In fact, touts hang on for “a raise” from the moment of checking through Customs to loading one’s luggage in the car.

And then there’s the Immigration Officer who politely requests “a lil raise nuh” for lending his pen to the incoming passenger filling out the immigration form.

This is the gateway to this country. Foreigners may find it quaint and enchanting and even exotic. But if we want to seriously develop this country, our effort must start at the Airport.

How could ministers travel to and from international destinations through the Cheddi Jagan International Airport, and not see or feel the desperate cry of the place for urgent massive reform?

Our leaders dress in immaculate suits and drive lavish vehicles to take their polished places in Parliament Buildings, with the drab nastiness of Georgetown, littered with trash and the deranged folks of the city, seeming not a concern at all. We fail to see. We fail to feel. We fail to act, to make an effort.

It took the foreign embassies to lead a clean-up campaign of our once Garden City of Georgetown, a place now known for petty thieves and pick-pockets rather than for the friendliest folks in the British Commonwealth.

A nation falls at times, but how far do we allow ourselves to fall?

When we fall to the abyss of not seeing or feeling anymore, of accepting things as they are, of excusing away neglect, we face the stark reality of Naipaul’s insight: we may have become an unfeeling people, an unconscious nation.

Yet, what a blessed land this is, so sunny and fertile and bright and peaceful. Why do we allow things to fall apart? Why do we fly past the grounds of our own International Airport with unseeing eyes and unfeeling hearts?

Years and years of neglect may have become habit for us. The dilapidation may have become our norm. The falling apart no longer stares at us in rebuke.

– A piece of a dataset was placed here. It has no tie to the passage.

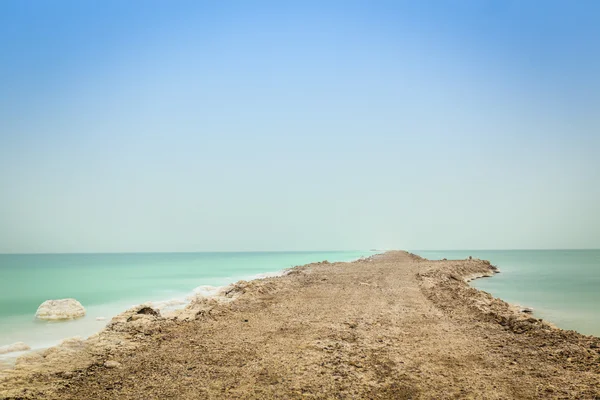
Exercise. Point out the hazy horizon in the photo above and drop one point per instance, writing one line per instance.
(184, 127)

We look blankly at the neglect, at the fading paint and the littered streets and the naked destitute, and lack the consciousness to see and feel anymore.

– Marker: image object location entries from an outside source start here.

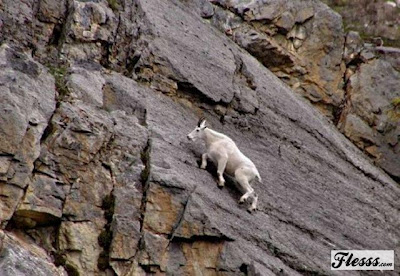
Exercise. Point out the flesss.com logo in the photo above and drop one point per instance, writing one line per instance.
(362, 260)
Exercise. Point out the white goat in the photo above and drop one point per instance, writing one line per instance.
(228, 158)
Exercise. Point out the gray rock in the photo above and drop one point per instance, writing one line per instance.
(372, 89)
(28, 101)
(134, 200)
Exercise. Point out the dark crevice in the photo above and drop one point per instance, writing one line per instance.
(145, 177)
(189, 91)
(105, 237)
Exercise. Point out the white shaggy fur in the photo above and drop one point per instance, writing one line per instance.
(228, 158)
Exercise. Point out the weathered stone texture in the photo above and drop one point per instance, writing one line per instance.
(96, 170)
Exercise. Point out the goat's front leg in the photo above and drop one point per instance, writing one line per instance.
(204, 157)
(220, 171)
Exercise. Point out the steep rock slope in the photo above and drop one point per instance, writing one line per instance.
(114, 186)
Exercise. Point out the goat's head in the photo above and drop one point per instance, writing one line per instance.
(198, 132)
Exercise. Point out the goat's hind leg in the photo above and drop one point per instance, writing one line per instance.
(241, 178)
(220, 171)
(204, 157)
(253, 206)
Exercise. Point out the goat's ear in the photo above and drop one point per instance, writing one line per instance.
(202, 123)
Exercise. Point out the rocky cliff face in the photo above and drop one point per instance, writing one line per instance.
(97, 176)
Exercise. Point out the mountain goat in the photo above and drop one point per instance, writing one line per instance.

Maybe it is the way to numb the pain of our fall, for to not see or not feel is to not care, to not cry for the broken walls.

Yet, those walls collapse onto us, and when the society implodes, when social chaos starts to mirror the state of our public spaces, we wake up to face the crisis of our slothful ways.

Things catch up with us eventually. Naipaul warns us that remaining unconscious as a people is a tragedy, not an innocent escape.

The Cheddi Jagan International Airport, that blatant instant symptom of what and who we have become as a nation, is a warning sign to us: we must wake up and feel again, we must care for the state of our society – every aspect and facet of it.